+++ This bug was initially created as a clone of Bug #481371 +++ Description of problem: The problem is that, once you set the PG_error bit for the page cache page, a regular read on the device file will always and forever see an error. I proposed this patch upstream: http://lkml.org/lkml/2009/1/23/288 A simple way around the problem is to mmap the device and read from the locations that are giving I/O errors (but that's hardly acceptable!). Version-Release number of selected component (if applicable): 2.4.9-78.30.EL How reproducible: 100% Steps to Reproduce: 1. Incur an I/O error by, for example, failing all paths to a device and trying to read from it. 2. restore the device to working order 3. try to read the failed sectors Actual results: EIO Expected results: Read succeeds Additional info: See also bug 454872 for one instance where this was seen. --- Additional comment from jmoyer on 2009-01-23 16:33:18 EST --- Created an attachment (id=329884) Clear PG_error before issuing a readpage This should fix the problem. --- Additional comment from bmarzins on 2009-01-23 17:46:42 EST --- I tested both RHEL5 and upstream. This bug also exists in both to them. --- Additional comment from pm-rhel on 2009-06-05 09:47:00 EDT --- This request was evaluated by Red Hat Product Management for inclusion in a Red Hat Enterprise Linux maintenance release. Product Management has requested further review of this request by Red Hat Engineering, for potential inclusion in a Red Hat Enterprise Linux Update release for currently deployed products. This request is not yet committed for inclusion in an Update release.

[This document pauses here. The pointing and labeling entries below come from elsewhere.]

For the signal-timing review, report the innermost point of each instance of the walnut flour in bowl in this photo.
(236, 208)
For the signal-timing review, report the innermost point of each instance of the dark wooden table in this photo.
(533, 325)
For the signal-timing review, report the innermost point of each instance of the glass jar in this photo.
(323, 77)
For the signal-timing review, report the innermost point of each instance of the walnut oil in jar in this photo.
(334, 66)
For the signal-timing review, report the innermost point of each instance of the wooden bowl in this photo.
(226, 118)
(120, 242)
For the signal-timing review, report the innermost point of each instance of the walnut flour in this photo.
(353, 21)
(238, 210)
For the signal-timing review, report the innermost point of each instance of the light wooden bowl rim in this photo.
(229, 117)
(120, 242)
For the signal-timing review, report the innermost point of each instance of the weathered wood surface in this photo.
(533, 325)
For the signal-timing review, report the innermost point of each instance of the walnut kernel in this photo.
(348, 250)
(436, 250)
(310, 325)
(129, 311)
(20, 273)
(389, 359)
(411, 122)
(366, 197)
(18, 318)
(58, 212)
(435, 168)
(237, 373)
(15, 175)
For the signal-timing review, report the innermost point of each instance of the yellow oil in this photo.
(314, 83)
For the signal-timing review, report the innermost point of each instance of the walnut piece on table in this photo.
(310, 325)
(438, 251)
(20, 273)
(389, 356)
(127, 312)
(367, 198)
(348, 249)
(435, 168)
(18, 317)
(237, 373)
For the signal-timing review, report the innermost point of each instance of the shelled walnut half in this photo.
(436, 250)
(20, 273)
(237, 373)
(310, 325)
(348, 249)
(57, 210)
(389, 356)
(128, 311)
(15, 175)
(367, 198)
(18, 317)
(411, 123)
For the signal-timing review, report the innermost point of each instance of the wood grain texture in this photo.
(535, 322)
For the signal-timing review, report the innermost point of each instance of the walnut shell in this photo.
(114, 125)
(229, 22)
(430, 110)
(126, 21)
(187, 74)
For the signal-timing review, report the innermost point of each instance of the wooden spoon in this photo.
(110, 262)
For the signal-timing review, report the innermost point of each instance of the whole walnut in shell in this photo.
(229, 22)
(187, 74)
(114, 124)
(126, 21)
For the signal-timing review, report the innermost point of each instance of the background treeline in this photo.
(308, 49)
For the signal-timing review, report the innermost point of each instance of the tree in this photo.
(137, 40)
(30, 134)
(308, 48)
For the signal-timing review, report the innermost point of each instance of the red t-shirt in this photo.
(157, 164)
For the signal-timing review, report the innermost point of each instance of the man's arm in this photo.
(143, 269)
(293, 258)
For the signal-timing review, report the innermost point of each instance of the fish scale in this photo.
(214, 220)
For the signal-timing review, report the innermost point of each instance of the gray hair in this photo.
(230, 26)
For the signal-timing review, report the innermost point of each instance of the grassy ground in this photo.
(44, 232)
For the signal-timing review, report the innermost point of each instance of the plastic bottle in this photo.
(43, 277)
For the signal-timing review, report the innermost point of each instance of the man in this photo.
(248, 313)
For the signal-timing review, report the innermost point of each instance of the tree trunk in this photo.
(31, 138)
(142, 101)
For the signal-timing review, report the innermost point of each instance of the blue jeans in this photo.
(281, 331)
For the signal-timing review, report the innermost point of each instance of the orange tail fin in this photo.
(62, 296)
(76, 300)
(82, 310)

*** Bug 563343 has been marked as a duplicate of this bug. ***
Created attachment 417293 [details] clear PG_error before resubmitting readpage
in kernel-2.6.18-203.el5 You can download this test kernel from http://people.redhat.com/jwilson/el5 Detailed testing feedback is always welcomed.
Technical note added. If any revisions are required, please edit the "Technical Notes" field accordingly. All revisions will be proofread by the Engineering Content Services team. New Contents: Input/output errors can occur due to temporary failures, such as multipath errors or losing network contact with an iSCSI server. In these cases, virtual memory attempts to retry the readpage() function on the memory page. However, the do_generic_file_read() function did not clear PG_error, which resulted in the system being unable to use the data in the page cache page, even if subsequent readpage() calls succeeded. With this update, the do_generic_file_read() function properly clears PG_error so that the page cache can be utilized in the case of input/output errors.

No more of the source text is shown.